L’accord, selon le président du Burkina Faso, ouvre la voie à des pourparlers inclusifs visant l’établissement d’une paix définitive, la sécurité sur toute l’étendue du territoire national, la réconciliation de la nation malienne avec elle-même, l’avènement et la consolidation d’une bonne gouvernance dans toutes ses composantes politique, économique, sociale et culturelle, vecteur de développement et de bien-être partagés.

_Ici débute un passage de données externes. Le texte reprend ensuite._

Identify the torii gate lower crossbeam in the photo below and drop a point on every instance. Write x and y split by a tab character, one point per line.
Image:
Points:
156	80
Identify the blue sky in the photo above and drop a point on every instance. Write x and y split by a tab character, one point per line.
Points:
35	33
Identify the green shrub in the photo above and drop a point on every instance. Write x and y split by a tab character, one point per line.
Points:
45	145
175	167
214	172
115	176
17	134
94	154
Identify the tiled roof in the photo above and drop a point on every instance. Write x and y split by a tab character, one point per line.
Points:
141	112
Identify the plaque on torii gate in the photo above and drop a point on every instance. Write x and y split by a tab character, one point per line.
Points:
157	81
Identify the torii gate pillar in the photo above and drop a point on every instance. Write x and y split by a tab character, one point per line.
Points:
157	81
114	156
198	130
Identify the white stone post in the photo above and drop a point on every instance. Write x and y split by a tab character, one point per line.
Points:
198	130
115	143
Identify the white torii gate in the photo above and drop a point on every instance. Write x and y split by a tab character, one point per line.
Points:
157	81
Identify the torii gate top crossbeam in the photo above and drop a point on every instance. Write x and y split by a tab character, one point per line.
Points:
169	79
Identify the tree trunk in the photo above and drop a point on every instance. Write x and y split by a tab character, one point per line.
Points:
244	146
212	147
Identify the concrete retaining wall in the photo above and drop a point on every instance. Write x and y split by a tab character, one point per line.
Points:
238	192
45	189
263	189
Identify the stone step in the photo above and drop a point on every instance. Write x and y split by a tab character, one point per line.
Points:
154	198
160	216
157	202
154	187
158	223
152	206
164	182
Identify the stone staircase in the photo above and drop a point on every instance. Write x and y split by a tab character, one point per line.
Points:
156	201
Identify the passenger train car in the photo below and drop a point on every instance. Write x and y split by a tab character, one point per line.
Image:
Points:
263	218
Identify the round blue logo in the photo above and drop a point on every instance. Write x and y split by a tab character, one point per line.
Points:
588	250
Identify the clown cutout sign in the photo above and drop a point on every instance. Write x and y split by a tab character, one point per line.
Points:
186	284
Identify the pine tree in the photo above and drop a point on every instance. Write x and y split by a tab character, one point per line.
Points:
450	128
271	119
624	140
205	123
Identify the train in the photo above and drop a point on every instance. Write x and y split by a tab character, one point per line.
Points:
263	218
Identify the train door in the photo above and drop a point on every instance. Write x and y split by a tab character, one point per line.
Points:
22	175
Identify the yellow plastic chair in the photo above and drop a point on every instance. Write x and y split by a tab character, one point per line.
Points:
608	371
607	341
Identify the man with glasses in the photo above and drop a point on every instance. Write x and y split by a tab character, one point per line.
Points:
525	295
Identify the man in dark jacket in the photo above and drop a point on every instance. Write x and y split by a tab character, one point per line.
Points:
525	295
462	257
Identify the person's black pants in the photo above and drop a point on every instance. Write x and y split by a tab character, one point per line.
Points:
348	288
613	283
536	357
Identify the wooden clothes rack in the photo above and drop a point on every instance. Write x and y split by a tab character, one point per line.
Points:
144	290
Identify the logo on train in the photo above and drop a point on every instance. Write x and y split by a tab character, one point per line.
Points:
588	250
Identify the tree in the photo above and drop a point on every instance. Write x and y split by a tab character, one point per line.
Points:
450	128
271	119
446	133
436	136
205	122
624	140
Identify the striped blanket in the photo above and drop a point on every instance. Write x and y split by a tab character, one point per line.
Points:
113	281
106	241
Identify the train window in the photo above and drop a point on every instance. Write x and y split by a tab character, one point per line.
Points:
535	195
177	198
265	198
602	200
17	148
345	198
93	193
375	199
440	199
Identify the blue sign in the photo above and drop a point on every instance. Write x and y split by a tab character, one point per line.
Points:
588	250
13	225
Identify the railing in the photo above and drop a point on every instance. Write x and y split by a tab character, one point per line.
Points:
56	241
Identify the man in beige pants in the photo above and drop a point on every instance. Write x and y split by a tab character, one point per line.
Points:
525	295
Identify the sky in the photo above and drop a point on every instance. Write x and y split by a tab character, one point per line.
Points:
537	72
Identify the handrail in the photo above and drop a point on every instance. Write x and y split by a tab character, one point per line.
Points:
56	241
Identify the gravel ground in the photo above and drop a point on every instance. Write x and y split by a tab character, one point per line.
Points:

« Enfin, il présente la vertu cardinale d’être ouvert à l’adhésion d’autres groupes armés maliens existants non-signataires, qui s’engagent à respecter toutes ses dispositions sans condition ».

Aux dires du médiateur, le processus de sortie de crise par le dialogue que vient d’être matérialisé doit consolider et accélérer la dynamique d’édification d’une nation malienne prospère, riche de sa diversité, de son unité et de sa cohésion, d’une nation malienne mobilisée pour enrayer les fléaux de l’extrémisme religieux, du terrorisme, des trafics illicites et de la criminalité transfrontalière.

« Je vous exhorte à être les acteurs majeurs de la bonne application des dispositions de cet accord pour lequel, le succès de l’élection présidentielle dans l’immédiat, ainsi que celui des pourparlers inclusifs à venir seront les marques significatives et concrètes ».

Théoriquement l’accord de Ouaga imprime une dynamique nouvelle à la marche du peuple malien vers la paix et la sécurité, la consolidation de l’intégrité territoriale, des institutions républicaines et démocratiques. « Il confirme les immenses vertus dont recèlent le dialogue et la concertation, dans la résolution des crises intercommunautaires qui secouent ou menacent de nombreuses régions sur notre continent ».